The executives said customers have asked for improvements because databases are exponentially growing with each glut of information that squeezes through corporate networks. Much of this data must be saved for specific lengths of time in order to comply with federal regulations such as Sarbanes-Oxley.

Security is a major bugbear for corporations today. Headlines blare news of banks losing data tapes or facing fraudulent breaches.

While Oracle has encrypted data at the column level since release 8i, Hardie said Database 10g R2 has technology for transparently encrypting data and personal information without the need for developers to rewrite applications.

This is key because much of the data in databases is rendered in clear text.

"In 8i, 9i, and 10G R1, you could use an API to encrypt or decrypt your data as you updated it," Hardie explained. "It'd work very well if you were building a new app."

"But if you had a legacy app or packaged app, it's hard to retrofit encryption into those environments.
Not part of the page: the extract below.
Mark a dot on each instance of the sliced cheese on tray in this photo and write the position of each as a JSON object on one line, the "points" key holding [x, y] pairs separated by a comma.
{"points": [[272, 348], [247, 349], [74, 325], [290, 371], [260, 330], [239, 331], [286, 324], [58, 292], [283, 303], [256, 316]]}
In R2, you can go in and physically change the column definition in the database, making it transparent to apps that use it."

Forrester Research analyst Noel Yuhanna said the security features put Oracle head of IBM and Microsoft for now, noting that SQL Server 2005 will have strong encryption when the Redmond giant produces the gold code to its software.

"Some compliance requirements require encryption of data [California Senate Bill 1386, for example] and until now we never had a really comprehensive addressed encryption from database vendors," Yuhanna said. "I think it's going to be very popular for customers in the financial sector and the banking sector that really want to protect the data."

The analyst said the security upgrade could lure new customers. Oracle is banking on that proposition.

While security is a major perk, Oracle has boosted XML support in its database again, after supporting XML natively in R1. With R2, the company is the first major database maker to add support for the W3C's XML Query standard for accessing XML data, said Townsend.

Oracle has also increased support for rival Microsoft's Windows software via stored procedures implemented in the Common Runtime Language (CLR) and enhanced integration with Visual Studio.

The new release will also feature an open API for Oracle's clusterware, Cluster Ready Services. Townsend said that 10g R1 consolidated data onto clustered Linux servers with the company's own clusterware system. With R2, users can cluster Apache Web servers.

This should appeal to customers who looking for more open source options. And new load balancing tolls in Oracle's Real Application Clusters triggers speedy server utilization patterns across a cluster.

R2 will also feature new storage options. These include backup-to-tape; spiced up automated failover tools to come back online quickly after a disaster; more automated storage management options; and storage virtualization.